Since going to Mount Everest in April, I've had some nagging knee problems which kept me from training for the StumpJump 50k, which I ran and loved last year.
But the weather in Georgia has been beautiful, and I didn't want the fall to go by without doing some kind of outdoors adventure. The Frogtown Trail Challenge presented the perfect solution. At ten miles, it was a perfect distance to be challenging without doing too much damage. Plus, the obstacles would add some excitement to the event.
I talked Brian Weldon, Jeremy Anderson, and Ruthie into running the race with me, and we all registered. Brian and I work at a nonprofit called She Is Safe, and they provided "Run to Rescue" t-shirts for us. R2R is an initiative we're developing where sponsored runners can free and empower women and girls against trafficking.
While Ruthie ran the four-mile course, Brian, Jeremy, and I decided to run the ten as a team. Besides being more fun that way, this allowed us to take pictures of each other throughout the race.

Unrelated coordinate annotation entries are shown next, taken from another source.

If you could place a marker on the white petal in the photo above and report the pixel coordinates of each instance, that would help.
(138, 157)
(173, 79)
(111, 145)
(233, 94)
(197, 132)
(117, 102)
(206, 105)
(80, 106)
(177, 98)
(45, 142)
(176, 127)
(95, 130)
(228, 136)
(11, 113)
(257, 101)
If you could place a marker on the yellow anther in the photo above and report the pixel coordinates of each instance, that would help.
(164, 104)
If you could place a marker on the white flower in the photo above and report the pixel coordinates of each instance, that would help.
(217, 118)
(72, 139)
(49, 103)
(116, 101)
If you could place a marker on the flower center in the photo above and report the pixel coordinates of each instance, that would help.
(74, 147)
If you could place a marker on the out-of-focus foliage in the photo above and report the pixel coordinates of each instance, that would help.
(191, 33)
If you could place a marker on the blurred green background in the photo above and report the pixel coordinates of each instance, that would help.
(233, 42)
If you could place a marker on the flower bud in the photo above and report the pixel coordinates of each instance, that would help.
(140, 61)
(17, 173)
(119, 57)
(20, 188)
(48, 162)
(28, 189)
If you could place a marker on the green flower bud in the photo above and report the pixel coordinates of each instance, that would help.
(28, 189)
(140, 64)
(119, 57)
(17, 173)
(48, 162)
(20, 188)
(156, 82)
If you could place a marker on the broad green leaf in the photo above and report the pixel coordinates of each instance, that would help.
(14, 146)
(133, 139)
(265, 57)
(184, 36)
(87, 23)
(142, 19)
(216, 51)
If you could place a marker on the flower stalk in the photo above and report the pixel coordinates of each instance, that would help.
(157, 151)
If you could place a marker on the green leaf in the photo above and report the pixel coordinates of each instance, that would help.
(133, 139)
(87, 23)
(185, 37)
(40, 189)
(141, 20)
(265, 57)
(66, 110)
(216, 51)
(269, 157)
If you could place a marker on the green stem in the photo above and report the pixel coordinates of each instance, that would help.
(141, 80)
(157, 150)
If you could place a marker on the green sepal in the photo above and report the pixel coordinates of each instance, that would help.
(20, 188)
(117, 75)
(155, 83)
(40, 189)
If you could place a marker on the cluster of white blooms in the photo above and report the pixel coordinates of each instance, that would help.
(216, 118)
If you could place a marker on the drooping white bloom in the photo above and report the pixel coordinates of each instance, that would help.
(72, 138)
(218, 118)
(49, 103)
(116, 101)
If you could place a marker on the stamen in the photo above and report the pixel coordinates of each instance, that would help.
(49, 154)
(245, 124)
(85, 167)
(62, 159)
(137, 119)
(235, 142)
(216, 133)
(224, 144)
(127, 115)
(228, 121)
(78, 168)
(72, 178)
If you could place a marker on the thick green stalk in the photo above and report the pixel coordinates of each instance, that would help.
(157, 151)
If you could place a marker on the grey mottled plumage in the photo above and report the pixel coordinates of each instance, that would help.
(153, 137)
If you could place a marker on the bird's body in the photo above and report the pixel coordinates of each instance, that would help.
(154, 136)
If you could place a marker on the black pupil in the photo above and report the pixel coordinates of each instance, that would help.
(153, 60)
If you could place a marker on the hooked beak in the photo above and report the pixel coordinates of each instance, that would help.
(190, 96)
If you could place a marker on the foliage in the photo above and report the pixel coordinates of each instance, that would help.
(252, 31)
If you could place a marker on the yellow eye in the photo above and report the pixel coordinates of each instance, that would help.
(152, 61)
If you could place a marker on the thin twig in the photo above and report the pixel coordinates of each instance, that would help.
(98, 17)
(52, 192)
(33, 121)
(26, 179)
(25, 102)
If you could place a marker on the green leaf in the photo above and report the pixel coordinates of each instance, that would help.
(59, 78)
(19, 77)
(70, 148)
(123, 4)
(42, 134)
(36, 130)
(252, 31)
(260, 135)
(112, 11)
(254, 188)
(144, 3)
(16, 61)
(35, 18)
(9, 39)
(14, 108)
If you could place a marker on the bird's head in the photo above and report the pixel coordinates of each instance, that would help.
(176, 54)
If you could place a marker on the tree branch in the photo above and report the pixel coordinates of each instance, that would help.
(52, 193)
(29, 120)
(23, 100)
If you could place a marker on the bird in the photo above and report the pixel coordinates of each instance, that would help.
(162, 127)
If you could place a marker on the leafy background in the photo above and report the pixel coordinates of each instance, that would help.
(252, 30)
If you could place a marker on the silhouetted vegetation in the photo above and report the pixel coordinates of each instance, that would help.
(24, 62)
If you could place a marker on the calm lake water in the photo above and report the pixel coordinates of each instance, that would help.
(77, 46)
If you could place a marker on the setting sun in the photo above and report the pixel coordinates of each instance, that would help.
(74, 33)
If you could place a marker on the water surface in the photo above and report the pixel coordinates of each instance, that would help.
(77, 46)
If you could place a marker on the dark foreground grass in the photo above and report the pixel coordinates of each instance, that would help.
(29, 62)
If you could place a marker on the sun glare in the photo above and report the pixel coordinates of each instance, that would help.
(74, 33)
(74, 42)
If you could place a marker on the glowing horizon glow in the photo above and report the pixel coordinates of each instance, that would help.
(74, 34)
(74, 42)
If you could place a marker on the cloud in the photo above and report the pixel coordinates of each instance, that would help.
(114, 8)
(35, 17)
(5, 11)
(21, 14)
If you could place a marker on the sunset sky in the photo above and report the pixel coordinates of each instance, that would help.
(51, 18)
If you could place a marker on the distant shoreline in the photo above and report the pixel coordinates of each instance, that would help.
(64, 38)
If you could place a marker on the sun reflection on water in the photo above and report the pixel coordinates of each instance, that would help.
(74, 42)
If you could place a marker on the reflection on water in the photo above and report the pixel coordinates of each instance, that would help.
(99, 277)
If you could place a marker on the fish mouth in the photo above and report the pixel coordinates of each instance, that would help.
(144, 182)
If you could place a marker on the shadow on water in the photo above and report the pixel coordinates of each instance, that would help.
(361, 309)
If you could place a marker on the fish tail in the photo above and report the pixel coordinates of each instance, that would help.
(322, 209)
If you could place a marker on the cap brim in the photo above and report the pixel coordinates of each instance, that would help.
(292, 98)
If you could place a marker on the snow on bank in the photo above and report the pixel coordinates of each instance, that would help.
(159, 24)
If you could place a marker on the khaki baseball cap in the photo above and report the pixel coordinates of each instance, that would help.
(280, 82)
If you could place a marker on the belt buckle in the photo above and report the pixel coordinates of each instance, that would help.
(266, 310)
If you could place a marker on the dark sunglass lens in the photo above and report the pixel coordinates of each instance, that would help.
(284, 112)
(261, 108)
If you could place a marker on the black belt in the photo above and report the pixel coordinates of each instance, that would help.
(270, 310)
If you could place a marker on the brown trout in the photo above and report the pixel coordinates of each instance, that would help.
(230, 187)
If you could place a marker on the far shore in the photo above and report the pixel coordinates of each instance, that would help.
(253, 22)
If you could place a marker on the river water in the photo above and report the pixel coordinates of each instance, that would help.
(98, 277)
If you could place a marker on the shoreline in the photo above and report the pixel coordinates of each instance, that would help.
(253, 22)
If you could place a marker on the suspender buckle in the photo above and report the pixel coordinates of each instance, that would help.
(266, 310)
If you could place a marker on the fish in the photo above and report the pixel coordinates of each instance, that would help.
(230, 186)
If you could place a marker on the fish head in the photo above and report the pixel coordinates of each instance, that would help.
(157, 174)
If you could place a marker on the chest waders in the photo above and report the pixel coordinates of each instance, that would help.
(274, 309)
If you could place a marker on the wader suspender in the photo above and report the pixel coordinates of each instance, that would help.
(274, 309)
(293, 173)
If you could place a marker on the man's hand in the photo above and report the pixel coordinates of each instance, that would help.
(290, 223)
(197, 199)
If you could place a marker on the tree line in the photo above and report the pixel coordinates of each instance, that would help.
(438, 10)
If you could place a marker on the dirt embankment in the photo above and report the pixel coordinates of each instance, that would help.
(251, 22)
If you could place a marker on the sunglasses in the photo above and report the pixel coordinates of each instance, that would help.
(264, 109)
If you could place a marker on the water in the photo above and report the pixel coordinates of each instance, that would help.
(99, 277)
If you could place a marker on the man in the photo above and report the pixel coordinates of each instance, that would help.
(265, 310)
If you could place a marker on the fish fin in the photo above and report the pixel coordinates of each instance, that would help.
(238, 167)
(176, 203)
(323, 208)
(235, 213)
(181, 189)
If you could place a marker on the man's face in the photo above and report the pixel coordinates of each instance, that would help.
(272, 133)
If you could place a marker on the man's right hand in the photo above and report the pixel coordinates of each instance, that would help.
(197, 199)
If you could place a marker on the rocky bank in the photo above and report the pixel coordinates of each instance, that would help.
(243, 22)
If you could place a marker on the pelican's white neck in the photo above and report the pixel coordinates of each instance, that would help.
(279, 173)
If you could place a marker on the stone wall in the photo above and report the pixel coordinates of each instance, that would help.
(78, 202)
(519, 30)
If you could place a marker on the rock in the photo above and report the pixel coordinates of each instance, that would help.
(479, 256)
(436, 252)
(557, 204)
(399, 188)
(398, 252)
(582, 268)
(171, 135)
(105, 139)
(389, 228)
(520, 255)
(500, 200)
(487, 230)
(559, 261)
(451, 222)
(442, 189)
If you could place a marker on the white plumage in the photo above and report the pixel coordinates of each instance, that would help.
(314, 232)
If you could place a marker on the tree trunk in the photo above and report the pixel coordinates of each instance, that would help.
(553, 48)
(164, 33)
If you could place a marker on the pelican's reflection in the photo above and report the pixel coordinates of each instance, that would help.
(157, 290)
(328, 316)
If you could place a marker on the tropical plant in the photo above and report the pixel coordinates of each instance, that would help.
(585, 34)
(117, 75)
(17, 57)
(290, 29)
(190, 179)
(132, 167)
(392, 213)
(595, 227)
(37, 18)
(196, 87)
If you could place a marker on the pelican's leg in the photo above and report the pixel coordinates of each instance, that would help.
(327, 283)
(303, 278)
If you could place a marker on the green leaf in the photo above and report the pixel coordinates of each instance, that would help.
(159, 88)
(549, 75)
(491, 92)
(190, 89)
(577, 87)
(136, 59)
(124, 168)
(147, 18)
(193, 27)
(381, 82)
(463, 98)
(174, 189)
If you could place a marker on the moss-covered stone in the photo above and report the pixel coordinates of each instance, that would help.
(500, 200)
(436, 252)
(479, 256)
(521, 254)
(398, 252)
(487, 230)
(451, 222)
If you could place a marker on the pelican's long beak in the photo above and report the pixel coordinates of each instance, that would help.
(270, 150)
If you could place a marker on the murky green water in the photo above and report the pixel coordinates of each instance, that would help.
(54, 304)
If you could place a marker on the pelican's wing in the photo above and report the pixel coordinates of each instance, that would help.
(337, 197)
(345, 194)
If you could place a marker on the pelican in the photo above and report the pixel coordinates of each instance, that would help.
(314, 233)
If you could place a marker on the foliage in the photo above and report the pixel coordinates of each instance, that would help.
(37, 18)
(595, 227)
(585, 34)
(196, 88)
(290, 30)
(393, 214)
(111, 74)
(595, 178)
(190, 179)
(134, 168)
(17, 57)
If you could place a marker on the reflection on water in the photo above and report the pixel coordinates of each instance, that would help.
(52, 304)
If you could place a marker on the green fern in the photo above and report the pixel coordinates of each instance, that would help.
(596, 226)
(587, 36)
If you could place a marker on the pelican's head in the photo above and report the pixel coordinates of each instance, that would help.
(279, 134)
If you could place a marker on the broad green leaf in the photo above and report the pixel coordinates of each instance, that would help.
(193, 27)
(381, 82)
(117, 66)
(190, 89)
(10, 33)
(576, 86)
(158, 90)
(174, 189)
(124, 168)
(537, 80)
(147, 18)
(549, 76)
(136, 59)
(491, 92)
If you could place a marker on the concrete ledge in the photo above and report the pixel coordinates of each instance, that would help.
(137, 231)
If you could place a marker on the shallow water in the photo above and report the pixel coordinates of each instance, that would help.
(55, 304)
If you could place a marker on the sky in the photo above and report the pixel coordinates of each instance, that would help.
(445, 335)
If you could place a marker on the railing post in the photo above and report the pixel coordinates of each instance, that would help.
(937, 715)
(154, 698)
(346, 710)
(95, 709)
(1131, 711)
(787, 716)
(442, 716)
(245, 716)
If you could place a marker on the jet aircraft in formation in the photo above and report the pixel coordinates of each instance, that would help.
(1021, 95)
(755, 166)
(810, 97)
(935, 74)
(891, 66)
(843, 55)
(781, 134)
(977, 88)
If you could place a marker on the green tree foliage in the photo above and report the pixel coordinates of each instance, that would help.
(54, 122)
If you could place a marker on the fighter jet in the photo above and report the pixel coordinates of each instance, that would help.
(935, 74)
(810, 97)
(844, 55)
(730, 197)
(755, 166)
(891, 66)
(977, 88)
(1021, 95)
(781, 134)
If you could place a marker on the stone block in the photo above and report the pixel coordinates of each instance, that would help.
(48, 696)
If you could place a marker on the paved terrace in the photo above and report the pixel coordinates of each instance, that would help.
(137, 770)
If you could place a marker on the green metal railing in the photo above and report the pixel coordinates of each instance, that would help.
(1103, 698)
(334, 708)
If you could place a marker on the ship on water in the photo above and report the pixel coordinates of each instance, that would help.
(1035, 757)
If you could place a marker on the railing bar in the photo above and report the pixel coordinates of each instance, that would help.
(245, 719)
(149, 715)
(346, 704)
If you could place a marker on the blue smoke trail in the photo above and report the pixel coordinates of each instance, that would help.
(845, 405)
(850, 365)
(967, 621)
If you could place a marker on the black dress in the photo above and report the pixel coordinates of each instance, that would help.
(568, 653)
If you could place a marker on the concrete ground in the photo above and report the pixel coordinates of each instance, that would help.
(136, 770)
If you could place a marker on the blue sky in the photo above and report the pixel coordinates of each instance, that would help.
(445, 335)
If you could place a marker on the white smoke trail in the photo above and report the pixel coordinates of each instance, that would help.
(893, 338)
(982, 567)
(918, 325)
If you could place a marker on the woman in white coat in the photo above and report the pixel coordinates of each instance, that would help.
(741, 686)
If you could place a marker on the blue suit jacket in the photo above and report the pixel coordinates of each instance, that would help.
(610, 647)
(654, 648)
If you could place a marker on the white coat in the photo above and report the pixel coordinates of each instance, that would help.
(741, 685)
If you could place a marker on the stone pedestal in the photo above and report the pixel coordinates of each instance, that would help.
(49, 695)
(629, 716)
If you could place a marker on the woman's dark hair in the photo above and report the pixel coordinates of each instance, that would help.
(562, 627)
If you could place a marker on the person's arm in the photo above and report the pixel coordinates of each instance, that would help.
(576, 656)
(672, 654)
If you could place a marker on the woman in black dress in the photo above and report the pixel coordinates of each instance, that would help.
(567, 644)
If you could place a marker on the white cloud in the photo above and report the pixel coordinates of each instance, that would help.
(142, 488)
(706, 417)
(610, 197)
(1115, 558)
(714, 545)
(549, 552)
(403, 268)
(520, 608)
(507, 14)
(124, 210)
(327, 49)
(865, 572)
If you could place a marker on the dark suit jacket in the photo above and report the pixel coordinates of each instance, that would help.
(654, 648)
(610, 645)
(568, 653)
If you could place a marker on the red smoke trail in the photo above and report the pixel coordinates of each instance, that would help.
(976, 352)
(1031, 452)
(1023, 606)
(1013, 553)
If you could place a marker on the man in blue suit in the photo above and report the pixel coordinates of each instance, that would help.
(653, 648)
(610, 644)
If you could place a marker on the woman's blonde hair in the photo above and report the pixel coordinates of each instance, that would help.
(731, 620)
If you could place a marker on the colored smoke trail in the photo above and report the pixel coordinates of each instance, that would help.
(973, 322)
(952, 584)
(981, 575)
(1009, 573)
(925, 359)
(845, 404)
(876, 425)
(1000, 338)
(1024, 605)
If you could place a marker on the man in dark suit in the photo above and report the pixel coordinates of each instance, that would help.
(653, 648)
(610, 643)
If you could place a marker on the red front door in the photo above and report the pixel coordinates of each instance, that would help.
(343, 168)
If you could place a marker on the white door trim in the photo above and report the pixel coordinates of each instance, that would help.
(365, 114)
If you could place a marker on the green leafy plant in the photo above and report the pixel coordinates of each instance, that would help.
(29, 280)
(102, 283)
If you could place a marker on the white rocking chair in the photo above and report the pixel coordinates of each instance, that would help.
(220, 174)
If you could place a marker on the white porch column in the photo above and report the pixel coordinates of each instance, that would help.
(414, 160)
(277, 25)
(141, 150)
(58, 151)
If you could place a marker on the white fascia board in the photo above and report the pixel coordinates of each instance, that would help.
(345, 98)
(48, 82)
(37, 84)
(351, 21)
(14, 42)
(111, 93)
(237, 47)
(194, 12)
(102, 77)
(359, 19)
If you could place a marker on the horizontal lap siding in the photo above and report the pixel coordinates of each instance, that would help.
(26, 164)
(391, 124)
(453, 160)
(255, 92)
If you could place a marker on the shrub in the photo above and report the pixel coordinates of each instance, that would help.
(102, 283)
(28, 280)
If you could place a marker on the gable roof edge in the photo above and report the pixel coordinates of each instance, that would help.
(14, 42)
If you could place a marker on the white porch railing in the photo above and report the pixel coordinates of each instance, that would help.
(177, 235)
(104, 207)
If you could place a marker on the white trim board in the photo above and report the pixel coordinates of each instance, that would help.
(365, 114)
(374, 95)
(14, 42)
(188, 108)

The first obstacle was a short drop via a rope onto a lower trail. Since the field of runners was still pretty much together, it was fairly crowded, but it got us excited for challenges to come.
While the overall elevation change wasn't that severe, whoever organized the race did a good job of designing some wicked climbs into the course. We regularly had to walk to the top of a climb, then resume running when the trail leveled out. Several times, we power-walked past runners who decided to gut it out.
While all of the race was enjoyable, we had the most fun during a mile-long portion of the race that took place in a creek. The water was cold, our shoes filled with sand, and there were fallen logs all over the place. I felt like a kid again, splashing full-speed through knee-deep water.
The final miles of the race were marked by hilly loops. Around mile 8, my legs started to feel heavy, and it was a challenge to keep up with my team. At this point, Jeremy took the lead of our little group, and Brian and I pushed the pace to keep up with him.
The final obstacle was a rope net with a drill-sargent-like volunteer yelling at you. Jeremy climbed to the top, took a snapshot of Brian and me struggling our way up, then scrambled down the other side.
We finished the race together, in a pack of three, all sprinting together for the line. I had to fight to keep from throwing up because of the final push, but I felt elated at the same time. We had run a good race together, pushed ourselves, and finished well.
Ruthie had finished her four-mile course long before us, and was waiting at the line to cheer us in.
I usually finish races one of two ways: barely able to stagger across the line and hoping to die, or wishing I had given more and done better.
With a two-hour finish time after starting in the last wave, I felt perfect at the end of this race. I had pushed hard, managed my energy well, and enjoyed a day in the woods with two of my favorite people.